Scharf J-G, Braulke T
Department of Medicine, Georg-August-Universität, Göttingen, Germany.
Horm Metab Res. 2003 Nov-Dec;35(11-12):685-93. doi: 10.1055/s-2004-814151.
Primary hepatocellular carcinoma (HCC) is one of the most common forms of malignant cancer with the fourth highest mortality rate worldwide. Major risk factors for the development of HCC include chronic infections with the hepatitis B or C virus, alcohol consumption, exposure to dietary aflatoxin B1, hereditary liver disease or liver cirrhosis of any etiology. Recent studies have discovered changes in the insulin-like growth factor (IGF) axis that affect the molecular pathogenesis of HCC, including the autocrine production of IGFs, IGF binding proteins (IGFBPs), IGFBP proteases, and IGF receptor expression. Characteristic alterations detected in HCC and hepatoma cell lines comprise the overexpression of IGF-II and the IGF-I receptor emerging as critical events in malignant transformation and growth of tumors. Simultaneous reduction of IGFBP expression and the increase in proteolytic cleavage of IGFBPs result in an excess of bioactive IGFs. Finally, defective functions of the IGF-II/mannose 6-phosphate receptor involved in degradation of IGF II, the activation of the growth inhibitor TGF-beta1, and the lysosomal targeting of cathepsin proteases capable to degrade extracellular matrix proteins may contribute to the development of HCC.

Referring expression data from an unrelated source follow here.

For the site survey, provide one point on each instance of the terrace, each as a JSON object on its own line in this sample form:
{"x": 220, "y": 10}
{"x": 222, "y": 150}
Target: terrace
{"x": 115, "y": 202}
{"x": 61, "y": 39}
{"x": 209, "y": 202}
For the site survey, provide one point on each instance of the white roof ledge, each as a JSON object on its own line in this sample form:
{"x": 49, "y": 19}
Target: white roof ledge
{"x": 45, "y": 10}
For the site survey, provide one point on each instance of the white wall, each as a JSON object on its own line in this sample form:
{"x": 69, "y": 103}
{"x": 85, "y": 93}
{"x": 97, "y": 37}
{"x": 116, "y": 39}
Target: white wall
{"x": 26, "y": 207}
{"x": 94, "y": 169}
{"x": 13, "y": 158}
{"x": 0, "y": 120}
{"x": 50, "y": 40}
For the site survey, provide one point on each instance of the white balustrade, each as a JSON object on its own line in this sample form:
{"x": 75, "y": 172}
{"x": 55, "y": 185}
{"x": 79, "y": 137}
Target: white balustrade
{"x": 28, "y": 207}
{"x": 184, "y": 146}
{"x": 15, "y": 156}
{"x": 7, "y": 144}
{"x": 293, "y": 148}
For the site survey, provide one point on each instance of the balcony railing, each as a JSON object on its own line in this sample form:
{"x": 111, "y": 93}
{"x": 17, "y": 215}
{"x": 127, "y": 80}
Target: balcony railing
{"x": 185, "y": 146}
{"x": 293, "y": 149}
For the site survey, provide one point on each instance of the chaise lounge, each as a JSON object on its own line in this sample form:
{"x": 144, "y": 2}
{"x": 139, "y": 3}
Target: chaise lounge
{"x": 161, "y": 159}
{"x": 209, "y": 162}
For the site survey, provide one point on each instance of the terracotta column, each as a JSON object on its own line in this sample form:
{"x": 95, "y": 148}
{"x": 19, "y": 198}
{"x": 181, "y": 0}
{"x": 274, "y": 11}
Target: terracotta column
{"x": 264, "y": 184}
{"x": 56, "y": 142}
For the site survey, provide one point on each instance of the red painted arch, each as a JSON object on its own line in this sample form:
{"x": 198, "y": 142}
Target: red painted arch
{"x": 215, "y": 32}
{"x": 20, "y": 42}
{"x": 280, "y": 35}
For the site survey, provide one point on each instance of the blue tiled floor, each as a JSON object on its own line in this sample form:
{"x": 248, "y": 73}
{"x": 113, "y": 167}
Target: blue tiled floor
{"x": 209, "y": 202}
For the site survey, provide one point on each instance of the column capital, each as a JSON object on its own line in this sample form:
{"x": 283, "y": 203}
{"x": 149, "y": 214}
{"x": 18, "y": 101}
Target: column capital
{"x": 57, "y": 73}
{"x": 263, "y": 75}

原发性肝细胞癌(HCC)是最常见的恶性肿瘤形式之一,在全球死亡率排名第四。HCC发生的主要风险因素包括慢性乙型或丙型肝炎病毒感染、饮酒、接触膳食黄曲霉毒素B1、遗传性肝病或任何病因引起的肝硬化。最近的研究发现胰岛素样生长因子(IGF)轴的变化会影响HCC的分子发病机制,包括IGF的自分泌产生、IGF结合蛋白(IGFBP)、IGFBP蛋白酶和IGF受体表达。在HCC和肝癌细胞系中检测到的特征性改变包括IGF-II的过表达以及IGF-I受体的出现,这是肿瘤恶性转化和生长中的关键事件。IGFBP表达的同时降低以及IGFBP蛋白水解切割的增加导致生物活性IGF过量。最后,参与IGF II降解的IGF-II/甘露糖6-磷酸受体的功能缺陷、生长抑制剂TGF-β1的激活以及能够降解细胞外基质蛋白的组织蛋白酶的溶酶体靶向作用可能有助于HCC的发生。